James A. Fellows Yates

In Archaeology, or other disciplines that looking through deep time, you often want to represent change through time. A simple example of this, is representing the location different archaeological sites through different cultural periods.

I have had an issue quite a few times during my B.Sc., M.Sc. and now in my P.hD., which is how to quickly make a series of ‘semi’ good-looking maps, that simply represent the locations of different sites over time.

Many people use fancy programs like qGIS to include terrain and other details, but often these tools (although powerful) are unwieldy to use and take a long time to get familiar with before producing something you are looking for. Although Google Maps is another alternative - such as through Google Drive’s Fusion tables, often I find this still does not look as professional as those you see in academic publications.
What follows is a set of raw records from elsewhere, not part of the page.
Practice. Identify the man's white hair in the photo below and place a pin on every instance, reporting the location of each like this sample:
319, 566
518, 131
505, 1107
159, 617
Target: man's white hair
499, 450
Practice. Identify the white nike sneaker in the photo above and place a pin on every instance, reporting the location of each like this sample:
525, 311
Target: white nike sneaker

The programming language I am most familiar with currently is R, and although this also has a learning-curve, it is not too hard to copy and paste code into something like R-Studio and quickly get some output. Furthermore, for scientists, R is one of the best languages to go to for data analysis and manipulating data (as well as getting pretty plots).

Googling “maps in R” show many posts on how to do just that. However when I have tried this multiple times in the past, the many tutorials were either out-of-date, using packages that were even more out of date (one I used a year ago still used a map that had the Soviet Union!) and often these tutorials did not just give you an example of simply placing points on a map!

The closet tutorial I found was from here: https://www.r-bloggers.com/world-map-panel-plots-with-ggplot2-2-0-ggalt/, yet this was still doing much more than I actually needed.

Here, I will document the simplest solution I have found, based on the above, requiring only a table of sites with metadata including ‘lat:lon’ coordinates (in the form of decimals, as you would get from Google Maps), the base install of R, and the (arguably) best looking and most popular plotting package ggplot2,

For this example, I will use the coordinates of the places I have previously studied in and save this as a .tsv (tab separated) file :

City Lat Long PeriodYork
York 53.943540 -1.061194 B.Sc.
Tübingen 48.518484 9.058082 M.Sc.
Jena 50.903443 50.903443 Ph.D.

I then ran the following R commands (in R v3.2.3):

##Load library ggplot2 (to install: install.packages("ggplot2"), and choose your closest server
library(ggplot2)
##Set your working directory
setwd("~/Downloads")
##Load the world map from within ggplot2 and remove antarctica
##(you can leave the removal of a country out, or add more countries with a list)
world <- map_data("world")
world <- world[world$region != "Antarctica",]

##Load your data
dat <- read.csv("city_coords.tsv", sep="\t", header=TRUE)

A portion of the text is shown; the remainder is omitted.